Oleh karena itu, Pemerintah Australia meluncurkan dana sebesar 1,1 miliar dollar Australia guna memuluskan agenda inovasi yang berlangsung selama empat tahun. Perdana Menteri Australia Malcolm Turnbull mengatakan, Australia perlu mengembangkan ekonomi yang dinamis di abad ke-21 yang didukung kreativitas. "Ini semua mengenai ide-ide," ujar Turnbull kepada wartawan di Canberra, ibu kota Australia.

"Tidak seperti booming dunia pertambangan, booming ide-ide akan terus berlanjut selamanya. Batasnya hanya imajinasi kita," tutur Turnbull, mantan pebisnis yang menjadi perdana menteri pada September lalu setelah mengalahkan Tony Abbott dalam pemungutan suara internal Partai Liberal.

Australia selama 20 tahun terakhir menikmati pertumbuhan ekonomi berkat pertambangan. Namun, belum pernah terjadi sebelumnya, booming investasi pertambangan kini mulai pudar. Harga komoditas pertambangan anjlok sehingga pendapatan pemerintah merosot tajam.

Turnbull mengatakan, inovasi merupakan hal yang sangat penting pada masa depan. Namun, Australia tertinggal dalam hal ide-ide komersial.

Secara konsisten, negara itu berada di peringkat kedua terakhir atau paling akhir di antara negara-negara OECD dalam hal kerja sama riset dan bisnis. Menurut Turnbull, hal itu berarti perubahan budaya yang besar sangat diperlukan bagi Australia guna membalikkan keadaan.

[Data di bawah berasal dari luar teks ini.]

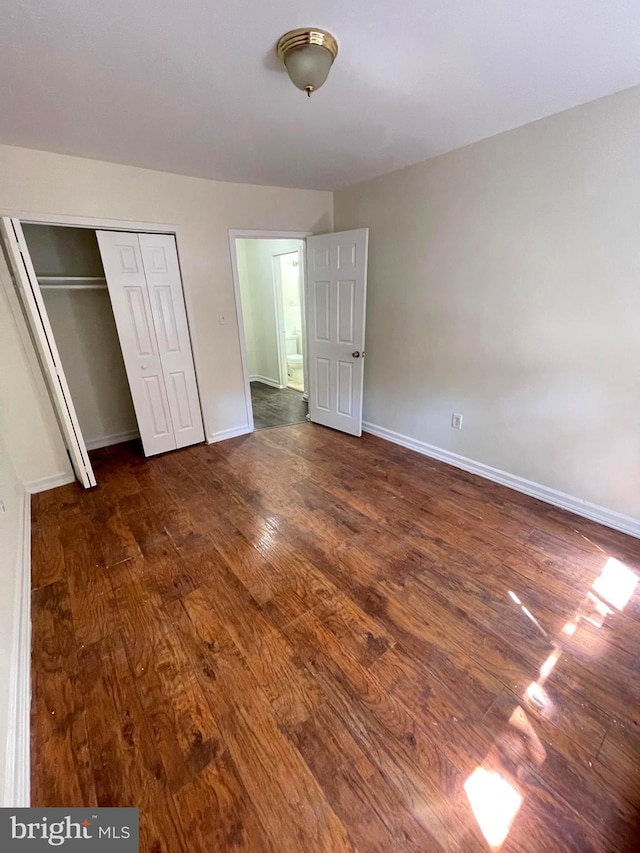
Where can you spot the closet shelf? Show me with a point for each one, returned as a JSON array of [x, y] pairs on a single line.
[[71, 282]]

"Hasrat kita untuk berani mengambil risiko lebih rendah dibandingkan negara-negara lain, yang artinya usaha-usaha yang baru dimulai dan bisnis tahap awal sering gagal untuk menarik modal guna tumbuh menjadi besar," kata Turnbull.

Untuk membenahi persoalan ini, Pemerintah Australia memberikan keringanan pajak bagi investor yang baru memulai usahanya. Para pengusaha ini mendapatkan keringanan pajak sekitar 20 persen berdasarkan besaran investasi.

Menteri Keuangan Australia Scott Morrison mengatakan, hukum kepailitan yang saat ini fokus pada pemberian hukuman dan stigma pada kegagalan bisnis juga akan direformasi. "Kami paham, kadang-kadang pengusaha bisa gagal beberapa kali sebelum akhirnya sukses, dan mereka akan belajar dari kegagalannya," kata Morrison. (AFP/LOK)


---
Versi cetak artikel ini terbit di harian Kompas edisi 8 Desember 2015, di halaman 10 dengan judul "Australia Ingin Tak Bergantung Tambang".